700.000 emplois disparaissent chaque année dans des entreprises qui restent cependant actives et 300.000 dans les entreprises par cessation d’activité.

Chaque année, de nombreuses entreprises créent des emplois et de nombreuses autres en détruisent. Cela caractérise la fluidité du marché du travail au sens du processus schumpetérien de destruction créatrice.
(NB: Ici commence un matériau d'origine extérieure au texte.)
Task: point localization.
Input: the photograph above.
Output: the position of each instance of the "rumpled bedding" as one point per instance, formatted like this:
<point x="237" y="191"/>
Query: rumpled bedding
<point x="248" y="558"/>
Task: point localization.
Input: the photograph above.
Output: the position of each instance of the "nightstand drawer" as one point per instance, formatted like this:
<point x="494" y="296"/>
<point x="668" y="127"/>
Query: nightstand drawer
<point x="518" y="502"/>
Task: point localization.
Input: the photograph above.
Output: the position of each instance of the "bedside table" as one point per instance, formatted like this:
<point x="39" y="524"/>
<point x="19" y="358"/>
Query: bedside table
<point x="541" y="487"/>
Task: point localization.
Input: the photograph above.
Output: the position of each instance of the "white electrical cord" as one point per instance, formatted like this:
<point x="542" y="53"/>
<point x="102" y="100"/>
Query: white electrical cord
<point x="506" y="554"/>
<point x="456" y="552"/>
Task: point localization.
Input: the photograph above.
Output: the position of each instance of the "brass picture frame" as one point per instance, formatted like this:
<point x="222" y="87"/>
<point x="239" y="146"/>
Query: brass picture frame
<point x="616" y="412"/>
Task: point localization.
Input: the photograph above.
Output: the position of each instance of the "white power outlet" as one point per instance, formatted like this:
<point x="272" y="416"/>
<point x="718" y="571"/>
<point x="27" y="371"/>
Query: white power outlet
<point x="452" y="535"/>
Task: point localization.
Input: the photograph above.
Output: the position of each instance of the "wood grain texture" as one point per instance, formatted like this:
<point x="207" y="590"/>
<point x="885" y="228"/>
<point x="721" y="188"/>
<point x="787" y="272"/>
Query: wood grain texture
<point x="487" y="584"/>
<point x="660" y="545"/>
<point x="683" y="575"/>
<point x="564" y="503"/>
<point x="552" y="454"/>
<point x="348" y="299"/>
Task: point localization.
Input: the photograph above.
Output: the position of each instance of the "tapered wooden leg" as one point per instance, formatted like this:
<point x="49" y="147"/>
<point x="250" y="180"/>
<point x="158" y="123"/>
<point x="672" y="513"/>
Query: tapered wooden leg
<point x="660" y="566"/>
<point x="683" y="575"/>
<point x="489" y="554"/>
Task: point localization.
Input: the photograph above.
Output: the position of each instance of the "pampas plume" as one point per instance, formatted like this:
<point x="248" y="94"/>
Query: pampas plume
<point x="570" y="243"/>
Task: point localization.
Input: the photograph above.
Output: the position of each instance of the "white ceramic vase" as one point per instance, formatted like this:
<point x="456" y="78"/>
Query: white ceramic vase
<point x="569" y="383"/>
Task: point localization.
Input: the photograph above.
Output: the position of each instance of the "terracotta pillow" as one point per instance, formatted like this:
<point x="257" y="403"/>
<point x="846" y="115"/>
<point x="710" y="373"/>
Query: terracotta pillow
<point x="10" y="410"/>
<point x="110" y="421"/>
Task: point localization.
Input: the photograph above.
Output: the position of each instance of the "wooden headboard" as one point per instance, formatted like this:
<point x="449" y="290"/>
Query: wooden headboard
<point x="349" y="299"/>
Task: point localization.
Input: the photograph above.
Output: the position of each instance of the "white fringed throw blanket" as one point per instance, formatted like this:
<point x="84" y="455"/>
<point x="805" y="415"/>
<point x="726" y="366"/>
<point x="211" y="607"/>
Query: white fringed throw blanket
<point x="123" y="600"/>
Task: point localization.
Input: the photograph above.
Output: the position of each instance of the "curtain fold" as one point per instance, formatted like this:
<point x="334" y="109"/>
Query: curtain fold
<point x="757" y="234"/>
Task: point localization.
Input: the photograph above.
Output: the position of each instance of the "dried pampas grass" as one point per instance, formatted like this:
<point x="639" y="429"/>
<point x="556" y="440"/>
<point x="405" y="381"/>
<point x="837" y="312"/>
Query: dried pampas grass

En France, 700.000 emplois disparaissent chaque année dans les entreprises qui restent actives et 300.000 dans les entreprises par cessation d’activité.

Destructions annuelles d’emplois
(En milliers) 1 à 9 salariés 10 salariés ou plus Total
Entreprises actives 228 489 717
Entreprises en cessation d’activité 218 48 266

Source : Picart, C. 2008, « Flux d’emploi et de main-d’œuvre en France : un réexamen », Economie et Statistique N° 412, P. 27-56 .

Faute d’un fichier longitudinal de suivi des entreprises, Picart (2008) [1] utilise dans son étude les Déclarations Annuelles de Données Sociales (DADS) qui permettent d’éliminer des flux fictifs d’emplois, correspondant par exemple à une vente de l’entreprise ou bien à l’externalisation de certaines activités. Cela nous donne un total de près de 1.000.000 d’emplois qui disparaissent chaque année en France.

Plusieurs études antérieures donnent des chiffres du même ordre de grandeur. D’après des données tirées du ficher fiscal des bénéfices réels normaux (BRN), Duhautois (2002) [2] estime à 900.000 les emplois détruits chaque année. Cahuc et Zylberberg (2004) [3] et Cahuc et Kramarz (2004) [4] parlent de 10.000 emplois détruits chaque jour (ce que nous paraît exagéré).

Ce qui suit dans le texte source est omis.